Add to that the ongoing diatribe by the mainstream media regarding the absolute terror if Donald Trump is re-elected president and how the world is going to end despite the facts that during his presidency from 2016-2020, growth was faster, inflation was lower and there were no wars in which the US was involved, has many people panicking that the world is going to end, as they've been instructed. Of course, this could be seen as a cynical ploy by the current administration and its allies in the media to try to ensure that Biden wins reelection, but regardless, if you continue to tell people that the prospect of an election will result in the end of the world, after a while, people assume the world is ending.

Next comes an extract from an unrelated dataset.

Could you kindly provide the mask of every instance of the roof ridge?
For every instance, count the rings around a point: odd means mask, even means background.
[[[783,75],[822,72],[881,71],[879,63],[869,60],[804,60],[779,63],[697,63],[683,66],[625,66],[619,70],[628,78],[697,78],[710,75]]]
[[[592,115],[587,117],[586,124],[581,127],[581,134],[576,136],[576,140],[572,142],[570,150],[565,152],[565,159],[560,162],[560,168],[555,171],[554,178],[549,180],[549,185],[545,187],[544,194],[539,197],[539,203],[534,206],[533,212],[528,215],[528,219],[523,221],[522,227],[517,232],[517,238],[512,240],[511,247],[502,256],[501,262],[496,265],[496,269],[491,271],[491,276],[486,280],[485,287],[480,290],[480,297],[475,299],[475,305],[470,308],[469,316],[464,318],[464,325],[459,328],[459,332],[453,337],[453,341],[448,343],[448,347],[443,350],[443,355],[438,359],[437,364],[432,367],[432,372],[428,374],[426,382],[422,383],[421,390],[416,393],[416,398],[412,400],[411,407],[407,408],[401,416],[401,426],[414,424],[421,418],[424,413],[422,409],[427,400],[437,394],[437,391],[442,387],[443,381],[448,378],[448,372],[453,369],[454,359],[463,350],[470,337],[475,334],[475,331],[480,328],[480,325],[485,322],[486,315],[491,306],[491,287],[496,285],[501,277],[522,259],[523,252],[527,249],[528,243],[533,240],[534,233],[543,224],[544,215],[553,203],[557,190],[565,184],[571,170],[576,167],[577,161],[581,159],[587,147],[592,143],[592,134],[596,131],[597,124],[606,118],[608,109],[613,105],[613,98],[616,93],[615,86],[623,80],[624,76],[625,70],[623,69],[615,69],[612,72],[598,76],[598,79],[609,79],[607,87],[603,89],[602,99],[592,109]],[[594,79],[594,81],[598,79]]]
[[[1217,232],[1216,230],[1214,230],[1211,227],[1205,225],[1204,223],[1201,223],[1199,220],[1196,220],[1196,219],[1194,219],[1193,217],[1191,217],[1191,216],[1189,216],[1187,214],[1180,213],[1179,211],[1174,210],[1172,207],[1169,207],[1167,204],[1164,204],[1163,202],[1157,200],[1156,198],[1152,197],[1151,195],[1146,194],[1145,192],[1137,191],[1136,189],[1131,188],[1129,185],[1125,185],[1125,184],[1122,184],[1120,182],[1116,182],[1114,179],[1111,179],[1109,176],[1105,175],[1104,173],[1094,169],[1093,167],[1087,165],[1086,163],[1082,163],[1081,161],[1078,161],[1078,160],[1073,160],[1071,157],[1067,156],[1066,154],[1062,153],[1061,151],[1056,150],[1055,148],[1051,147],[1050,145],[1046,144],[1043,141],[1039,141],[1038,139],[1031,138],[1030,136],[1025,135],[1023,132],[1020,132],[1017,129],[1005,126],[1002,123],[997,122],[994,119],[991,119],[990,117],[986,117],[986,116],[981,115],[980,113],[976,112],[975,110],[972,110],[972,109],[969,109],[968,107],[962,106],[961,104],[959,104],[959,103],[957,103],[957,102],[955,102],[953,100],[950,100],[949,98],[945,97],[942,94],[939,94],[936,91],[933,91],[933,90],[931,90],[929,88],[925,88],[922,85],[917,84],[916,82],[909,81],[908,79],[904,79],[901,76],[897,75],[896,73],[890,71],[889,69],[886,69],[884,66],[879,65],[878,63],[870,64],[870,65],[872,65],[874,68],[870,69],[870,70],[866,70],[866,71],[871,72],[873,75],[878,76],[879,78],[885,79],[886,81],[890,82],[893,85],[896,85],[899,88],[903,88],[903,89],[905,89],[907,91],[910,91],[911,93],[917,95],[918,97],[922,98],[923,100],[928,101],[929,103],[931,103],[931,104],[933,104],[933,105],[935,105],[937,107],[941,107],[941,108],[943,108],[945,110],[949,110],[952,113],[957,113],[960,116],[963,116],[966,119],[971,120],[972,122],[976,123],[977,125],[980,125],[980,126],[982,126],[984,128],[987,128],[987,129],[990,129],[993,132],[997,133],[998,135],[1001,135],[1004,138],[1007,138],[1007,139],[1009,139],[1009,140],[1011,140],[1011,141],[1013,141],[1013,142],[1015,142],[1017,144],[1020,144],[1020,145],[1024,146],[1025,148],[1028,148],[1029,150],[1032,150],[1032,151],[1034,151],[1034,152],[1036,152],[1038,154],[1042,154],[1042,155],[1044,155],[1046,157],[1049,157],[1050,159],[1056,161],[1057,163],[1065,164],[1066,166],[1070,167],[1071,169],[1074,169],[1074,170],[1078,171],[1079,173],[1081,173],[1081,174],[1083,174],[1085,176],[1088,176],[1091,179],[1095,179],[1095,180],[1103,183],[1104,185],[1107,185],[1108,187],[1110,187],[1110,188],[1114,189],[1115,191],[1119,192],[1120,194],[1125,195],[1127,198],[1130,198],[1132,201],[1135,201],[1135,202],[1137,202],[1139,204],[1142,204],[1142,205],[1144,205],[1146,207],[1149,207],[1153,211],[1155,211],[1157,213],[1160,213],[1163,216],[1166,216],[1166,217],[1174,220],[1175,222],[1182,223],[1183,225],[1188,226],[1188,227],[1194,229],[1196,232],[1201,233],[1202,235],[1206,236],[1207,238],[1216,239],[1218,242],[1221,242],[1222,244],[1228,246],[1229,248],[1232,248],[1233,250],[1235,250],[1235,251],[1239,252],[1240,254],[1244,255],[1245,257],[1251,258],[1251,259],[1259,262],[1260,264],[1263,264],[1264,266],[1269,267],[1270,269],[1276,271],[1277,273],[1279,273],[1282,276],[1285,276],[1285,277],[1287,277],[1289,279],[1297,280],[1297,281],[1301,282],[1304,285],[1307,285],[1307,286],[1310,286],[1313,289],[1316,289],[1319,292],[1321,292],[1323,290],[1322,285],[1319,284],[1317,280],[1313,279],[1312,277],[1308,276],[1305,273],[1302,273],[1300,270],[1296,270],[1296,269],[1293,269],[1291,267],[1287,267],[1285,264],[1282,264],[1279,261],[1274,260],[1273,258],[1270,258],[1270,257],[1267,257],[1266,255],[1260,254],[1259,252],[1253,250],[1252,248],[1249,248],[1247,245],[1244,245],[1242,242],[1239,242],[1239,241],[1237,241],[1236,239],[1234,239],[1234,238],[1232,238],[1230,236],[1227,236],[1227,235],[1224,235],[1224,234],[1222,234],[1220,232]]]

I get that you are one of those desperate to prevent Trump from being reelected and so will write whatever you can to try to sway people's views in your favor, but your voice is limited compared to the fear-mongering that occurs nonstop on CNN, MSNCB, NYT and WaPo as well as the broadcast networks. If they continue to fear monger, it seems highly unlikely that the general population will start to believe that things are better absent an extraordinary series of events.